Tsz-Him Cheung,Dit-Yan Yeung
2024-03-19
Abstract:Data augmentation improves the generalization power of deep learning models by synthesizing more training samples. Sample-mixing is a popular data augmentation approach that creates additional data by combining existing samples. Recent sample-mixing methods, like Mixup and Cutmix, adopt simple mixing operations to blend multiple inputs. Although such a heuristic approach shows certain performance gains in some computer vision tasks, it mixes the images blindly and does not adapt to different datasets automatically. A mixing strategy that is effective for a particular dataset does not often generalize well to other datasets. If not properly configured, the methods may create misleading mixed images, which jeopardize the effectiveness of sample-mixing augmentations. In this work, we propose an automated approach, TransformMix, to learn better transformation and mixing augmentation strategies from data. In particular, TransformMix applies learned transformations and mixing masks to create compelling mixed images that contain correct and important information for the target tasks. We demonstrate the effectiveness of TransformMix on multiple datasets in transfer learning, classification, object detection, and knowledge distillation settings. Experimental results show that our method achieves better performance as well as efficiency when compared with strong sample-mixing baselines.
Computer Vision and Pattern Recognition,Machine Learning
What problem does this paper attempt to address?

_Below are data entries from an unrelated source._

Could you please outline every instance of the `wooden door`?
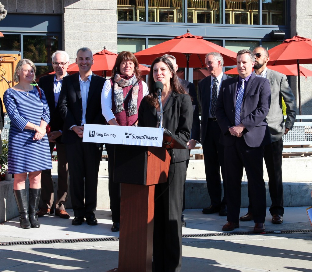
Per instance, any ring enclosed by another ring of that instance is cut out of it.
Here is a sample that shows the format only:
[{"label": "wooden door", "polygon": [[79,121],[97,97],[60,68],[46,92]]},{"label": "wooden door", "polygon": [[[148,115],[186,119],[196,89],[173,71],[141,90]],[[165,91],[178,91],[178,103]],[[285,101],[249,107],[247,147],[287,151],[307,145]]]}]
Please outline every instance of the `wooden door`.
[{"label": "wooden door", "polygon": [[[3,101],[3,94],[7,89],[17,84],[13,82],[13,74],[18,61],[21,59],[20,54],[0,54],[0,97]],[[4,105],[3,110],[6,112]]]}]

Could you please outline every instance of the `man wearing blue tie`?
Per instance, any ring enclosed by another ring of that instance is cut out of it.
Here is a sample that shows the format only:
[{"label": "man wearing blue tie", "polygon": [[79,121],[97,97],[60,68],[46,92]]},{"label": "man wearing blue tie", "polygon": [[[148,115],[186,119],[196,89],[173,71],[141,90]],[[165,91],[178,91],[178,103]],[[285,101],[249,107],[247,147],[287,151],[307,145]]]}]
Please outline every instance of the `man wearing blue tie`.
[{"label": "man wearing blue tie", "polygon": [[266,187],[263,180],[264,147],[271,142],[266,117],[271,101],[269,81],[252,73],[255,57],[249,50],[237,53],[239,76],[223,81],[218,97],[216,115],[225,146],[227,180],[227,223],[222,230],[239,227],[241,183],[244,167],[251,195],[255,223],[254,232],[265,230]]}]

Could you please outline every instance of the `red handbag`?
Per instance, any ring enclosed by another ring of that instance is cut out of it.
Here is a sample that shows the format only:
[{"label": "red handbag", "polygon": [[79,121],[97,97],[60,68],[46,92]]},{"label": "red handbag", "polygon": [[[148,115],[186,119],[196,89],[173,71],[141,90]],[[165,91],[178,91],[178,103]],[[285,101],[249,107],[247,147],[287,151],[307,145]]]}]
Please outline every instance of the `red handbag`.
[{"label": "red handbag", "polygon": [[[41,99],[41,91],[40,90],[39,87],[37,85],[36,85],[36,87],[37,88],[37,89],[38,90],[38,92],[39,93],[39,96],[40,97],[40,99]],[[47,125],[46,127],[46,130],[47,134],[48,134],[51,131],[51,126],[50,125]]]}]

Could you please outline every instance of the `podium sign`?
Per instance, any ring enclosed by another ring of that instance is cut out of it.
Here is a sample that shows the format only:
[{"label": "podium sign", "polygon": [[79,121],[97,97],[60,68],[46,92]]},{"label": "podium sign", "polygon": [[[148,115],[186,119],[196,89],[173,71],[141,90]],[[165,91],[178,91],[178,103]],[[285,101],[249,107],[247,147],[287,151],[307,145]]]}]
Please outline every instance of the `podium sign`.
[{"label": "podium sign", "polygon": [[84,142],[161,147],[163,129],[85,124]]}]

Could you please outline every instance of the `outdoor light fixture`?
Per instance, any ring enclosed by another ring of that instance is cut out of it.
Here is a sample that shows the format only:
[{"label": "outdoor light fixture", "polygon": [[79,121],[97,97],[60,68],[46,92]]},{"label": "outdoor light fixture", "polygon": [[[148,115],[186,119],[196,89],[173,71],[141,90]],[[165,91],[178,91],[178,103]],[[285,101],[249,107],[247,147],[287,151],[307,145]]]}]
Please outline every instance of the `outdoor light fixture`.
[{"label": "outdoor light fixture", "polygon": [[272,30],[271,33],[271,37],[275,40],[284,40],[285,32],[283,30]]}]

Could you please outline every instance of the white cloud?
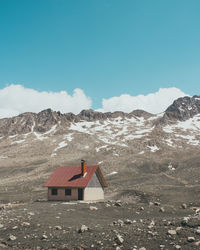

The problem that this paper attempts to solve is that in data augmentation, the existing sample mixing methods (such as Mixup and Cutmix) have insufficient generalization ability on different datasets, and these methods do not consider the image content when mixing images, which may lead to the generation of misleading mixed images and thus affect the model performance. Specifically: 1. **Limitations of existing methods**: - **Blind mixing**: Existing methods (such as Mixup and Cutmix) do not consider the image content when mixing images, which may lead to important regions being occluded or diluted. - **Poor generalization ability**: A mixing strategy that is effective on a specific dataset may perform poorly on other datasets. - **Complex manual configuration**: Manual adjustment of the mixing strategy is required, increasing the difficulty of use. 2. **Proposed new method**: - **TransformMix**: The paper proposes an automated method to generate higher - quality mixed images by learning better transformation and mixing strategies from the data. - **Adaptive mixing**: TransformMix can automatically adjust the mixing strategy according to the content of the input image, avoiding the destruction of important regions. - **Generalization ability**: The learned mixing strategy can be effectively transferred to new datasets, reducing the computational overhead on new datasets. 3. **Specific objectives**: - **Maximize the preservation of visual saliency**: The mixing strategy should preserve the visual saliency of the input image as much as possible. - **Automated learning**: The mixing strategy should be automatically learned from the dataset, reducing human intervention. - **Improve model performance**: By generating higher - quality mixed images, improve the performance of the model on various tasks (such as classification, object detection, and knowledge distillation). In summary, the main objective of this paper is to solve the problems of insufficient generalization ability on different datasets and not considering the image content of existing sample mixing methods by proposing the TransformMix method, thereby improving the performance and efficiency of the model.